# Finding stock lots



## opportunist86 (Dec 9, 2011)

Where am I supposed to look for stock lots of a particular product? For example, if I need to purchase stock of roller blinds, where can I find it? I tried google but no luck.


----------



## Stevesolar (Dec 21, 2012)

opportunist86 said:


> Where am I supposed to look for stock lots of a particular product? For example, if I need to purchase stock of roller blinds, where can I find it? I tried google but no luck.


Have you tried Dragonmart?

You can find most things there in both retail and wholesale lots and prices.

Cheers

Steve


----------



## opportunist86 (Dec 9, 2011)

Stevesolar said:


> Have you tried Dragonmart?
> 
> You can find most things there in both retail and wholesale lots and prices.
> 
> ...


not possible in dragonmart. I'm taking about stock lots ware houses. THey are usually in free zones.


----------



## dizzyizzy (Mar 30, 2008)

Erm, why are you asking where to find them, when you already know they are located at the free zones?


----------



## opportunist86 (Dec 9, 2011)

dizzyizzy said:


> Erm, why are you asking where to find them, when you already know they are located at the free zones?
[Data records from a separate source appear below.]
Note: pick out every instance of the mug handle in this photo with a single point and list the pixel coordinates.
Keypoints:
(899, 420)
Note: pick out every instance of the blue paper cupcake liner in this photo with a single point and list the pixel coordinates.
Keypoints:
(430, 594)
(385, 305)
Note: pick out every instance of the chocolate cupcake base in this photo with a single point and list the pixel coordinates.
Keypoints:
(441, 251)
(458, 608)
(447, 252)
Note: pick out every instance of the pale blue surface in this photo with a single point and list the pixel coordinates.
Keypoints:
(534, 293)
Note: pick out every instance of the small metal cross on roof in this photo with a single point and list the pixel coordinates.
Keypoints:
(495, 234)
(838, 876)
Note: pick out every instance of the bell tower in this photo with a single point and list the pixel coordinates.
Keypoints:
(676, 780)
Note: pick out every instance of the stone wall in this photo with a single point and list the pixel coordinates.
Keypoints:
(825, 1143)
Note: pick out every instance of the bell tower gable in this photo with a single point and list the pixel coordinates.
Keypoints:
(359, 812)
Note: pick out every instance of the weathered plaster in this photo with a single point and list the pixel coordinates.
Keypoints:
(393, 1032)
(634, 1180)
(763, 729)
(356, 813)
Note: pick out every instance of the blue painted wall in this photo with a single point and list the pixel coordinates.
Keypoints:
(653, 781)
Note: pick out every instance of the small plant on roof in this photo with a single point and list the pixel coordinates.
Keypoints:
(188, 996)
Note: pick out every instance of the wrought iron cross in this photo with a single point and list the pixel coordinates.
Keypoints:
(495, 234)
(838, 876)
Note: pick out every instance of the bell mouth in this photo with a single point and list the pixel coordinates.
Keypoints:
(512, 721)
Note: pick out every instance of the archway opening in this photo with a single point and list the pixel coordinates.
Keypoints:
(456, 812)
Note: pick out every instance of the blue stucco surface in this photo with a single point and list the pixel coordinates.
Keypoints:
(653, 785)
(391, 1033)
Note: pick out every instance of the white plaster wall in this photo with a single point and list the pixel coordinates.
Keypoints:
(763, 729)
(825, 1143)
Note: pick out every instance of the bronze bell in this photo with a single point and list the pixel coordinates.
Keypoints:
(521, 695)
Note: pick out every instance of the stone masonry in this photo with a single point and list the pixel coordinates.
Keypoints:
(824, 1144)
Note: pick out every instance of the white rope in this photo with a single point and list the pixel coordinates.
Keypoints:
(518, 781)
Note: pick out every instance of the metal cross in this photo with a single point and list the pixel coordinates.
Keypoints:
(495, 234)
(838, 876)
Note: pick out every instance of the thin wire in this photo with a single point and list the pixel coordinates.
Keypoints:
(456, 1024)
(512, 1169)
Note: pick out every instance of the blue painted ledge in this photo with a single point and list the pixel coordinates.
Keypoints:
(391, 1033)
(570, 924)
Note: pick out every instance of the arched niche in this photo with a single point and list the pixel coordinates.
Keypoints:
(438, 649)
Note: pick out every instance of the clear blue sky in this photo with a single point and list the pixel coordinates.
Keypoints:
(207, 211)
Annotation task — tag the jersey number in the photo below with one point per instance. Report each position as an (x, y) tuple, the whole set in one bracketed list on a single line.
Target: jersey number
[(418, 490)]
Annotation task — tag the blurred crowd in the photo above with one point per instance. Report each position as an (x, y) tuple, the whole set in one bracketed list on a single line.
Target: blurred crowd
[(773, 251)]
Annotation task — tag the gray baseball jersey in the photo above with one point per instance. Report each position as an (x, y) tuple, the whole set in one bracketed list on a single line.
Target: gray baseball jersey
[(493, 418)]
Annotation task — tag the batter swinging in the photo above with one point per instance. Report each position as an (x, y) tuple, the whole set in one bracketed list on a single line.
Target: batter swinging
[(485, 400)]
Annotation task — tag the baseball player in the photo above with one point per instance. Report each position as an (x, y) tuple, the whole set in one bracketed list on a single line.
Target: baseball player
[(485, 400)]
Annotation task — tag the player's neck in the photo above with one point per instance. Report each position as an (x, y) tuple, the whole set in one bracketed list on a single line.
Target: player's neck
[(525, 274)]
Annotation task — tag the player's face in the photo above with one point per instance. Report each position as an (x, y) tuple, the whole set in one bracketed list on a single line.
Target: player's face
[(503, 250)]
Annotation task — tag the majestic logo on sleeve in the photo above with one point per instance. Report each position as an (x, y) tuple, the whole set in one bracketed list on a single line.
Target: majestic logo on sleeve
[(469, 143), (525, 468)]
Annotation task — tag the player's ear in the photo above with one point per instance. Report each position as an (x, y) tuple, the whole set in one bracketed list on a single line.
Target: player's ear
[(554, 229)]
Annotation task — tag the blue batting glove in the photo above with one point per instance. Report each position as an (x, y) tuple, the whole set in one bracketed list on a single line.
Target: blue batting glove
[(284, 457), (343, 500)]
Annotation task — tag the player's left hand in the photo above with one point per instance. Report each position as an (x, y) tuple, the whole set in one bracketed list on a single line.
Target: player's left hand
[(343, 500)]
Becuase I also know that free zone is not a single buiding or a small area. I think there are too many ware houses in a free zone. I need to know if there's some directory or other similar service using which I could find what I need.


----------



## dizzyizzy (Mar 30, 2008)

Yes, every free zone has a company directory, which can be easily found by using Google 

For example, Jebel Ali: J.D :: Jebel Ali Free Zone Online Directory


----------